Polymer materials such as serum separation gel and carbomer are easily degraded

Release time:

2020-07-24


Recently, McDonald's and Starbucks have announced that they will no longer use plastic straws, and Sprite also announced that they will no longer use non-degradable plastic bottles. Although paper substitutes are not ideal, the non-degradable nature of plastic is the biggest original sin after all. So organic polymer materials similar to plastics, such as serum separation gel and carbomer, will one day be eliminated?

I don’t think it will. In fact, plastics still have some advantages compared with paper products. At present, the pollution to the environment is not greater than that of paper products. In the long run, it is still a problem of non-degradability, so a material will not Will be eliminated depends on its degradation performance.

Types of degradation principles:

  1. Photo-oxidation degradation, traditional plastics (PS, PE, PP, etc.) add photosensitizers or introduce photosensitive functional groups under the combined action of ultraviolet light radiation and oxygen to break the polymer molecular chains to fragment and degrade, and they will not be degraded when buried. The degradation products are polluting.

2. Disintegration and degradation, traditional plastics add some starch or biodegradable materials, and this degradation only becomes small fragments, and the degradation is incomplete.

3. Natural degradation, the use of temperature, humidity, minerals, and bacteria, fungi, algae and other microorganisms in the environment to hydrolyze or enzymolyze polymer materials into low molecules, which are then decomposed by microorganisms.

4. PHA degradation, specific microorganisms can synthesize aliphatic polyester PHA under conditions of unbalanced nutrition, and decompose PHA as a carbon source.

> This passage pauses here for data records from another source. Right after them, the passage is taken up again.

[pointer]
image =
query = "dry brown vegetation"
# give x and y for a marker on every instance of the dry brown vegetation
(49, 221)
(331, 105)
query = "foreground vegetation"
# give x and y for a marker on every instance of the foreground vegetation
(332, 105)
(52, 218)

So in the final analysis, degradation still depends on the degradation of microorganisms and the natural degradation of the material itself. Although carbomer is a polymer material made of polyacrylic acid, it will swell into long stretched chains in water. The molecular weight of the polymer fragments is not large and can be absorbed and metabolized by cells, and naturally it can be swallowed and decomposed by microorganisms. Serum separation gel is physiologically inert due to usage requirements, and is insoluble in water, and naturally degrades much slower than Carbopol.

Easily degraded carbomer

In addition to environmental factors such as temperature, humidity, and oxygen content, the structure of polymer materials usually determines the strength of biodegradability. Generally, the more regular molecular structure and the higher the crystallinity of materials, the more difficult to degrade. The side groups, substituents, crystallization and cross-linking of the polymer will limit the degradation of the enzyme. Degrading enzymes generally act on the ester bonds of the amorphous part, so the higher the copolymer component, the faster the degradation. The structure of serum separation gel is a large number of hydrogen bonds between long and long chains of polymer molecules. Hydrogen bonds are different from chemical bonds and are easily destroyed by external forces. They can be broken down into low molecules and then degraded after a longer time.

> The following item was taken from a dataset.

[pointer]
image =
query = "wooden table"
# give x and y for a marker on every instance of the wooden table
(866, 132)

In summary, although both serum separation gel and carbomer are polymer materials, they are both degradable materials. The separation gel degrades longer than carbomer, but its usage is much less. The two do not have potential environmental pollution problems. The molecular weight of the plastic that is really difficult to degrade is actually many times larger than the commonly used polymer materials. The improvement of the environment still depends on reducing the use or recycling of plastic products.